Il bacio della buonanotte: negli ultimi minuti del film abbiamo il tempo di osservare brevemente il nuovo equilibrio della storia. Come spettatori siamo sempre curiosi di sbirciare nel futuro dei personaggi e sapere che fine faranno. Gil non torna in America, resta a vivere Parigi, nella Parigi del 2010. Una sera, mentre passeggia sul Pont Alexandre III, sente ancora una volta i rintocchi delle campane di mezzanotte, quelle campane che nelle settimane precedenti davano il via alle sue avventure notturne. E anche stavolta sembrano annunciare una piccola magia: in quel momento Gil incontra Gabrielle, la ragazza del negozio di modernariato, e si offre di accompagnarla a casa. Quando inizia a piovere, la ragazza dice che non è un problema bagnarsi. Anzi, Parigi è più bella sotto la pioggia. Che è sempre stata la tesi di Gil. CHe sia lei la donna giusta?
Midnight in Paris non è la migliore sceneggiatura di Woody Allen, è sbrigativa in alcuni punti e leggermente didascalica in altri. Ma le cose che fa bene, le fa veramente bene. Alla fine è impossibile non amare questo film, che è stato scritto dal suo autore alla soglia degli 80 anni.
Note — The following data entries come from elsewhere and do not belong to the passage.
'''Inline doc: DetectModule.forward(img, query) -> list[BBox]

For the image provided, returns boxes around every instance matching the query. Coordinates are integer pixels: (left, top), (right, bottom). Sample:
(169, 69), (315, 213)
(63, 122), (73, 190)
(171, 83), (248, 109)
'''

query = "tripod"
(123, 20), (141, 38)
Nessuna recensione del film che io abbia mai letto cita Kiki, modella dei grandi pittori di Montparnasse e poi amante e musa di Man Ray, come ispirazione per Adriana. E di certo il temperamento di Adriana non è quello incandescente di Kiki, ma alcuni dettagli del personaggio sono a mio parere presi proprio dalla Regina di Montparnasse. Tra questi, il libro autobiografico di cui Gil entra in possesso.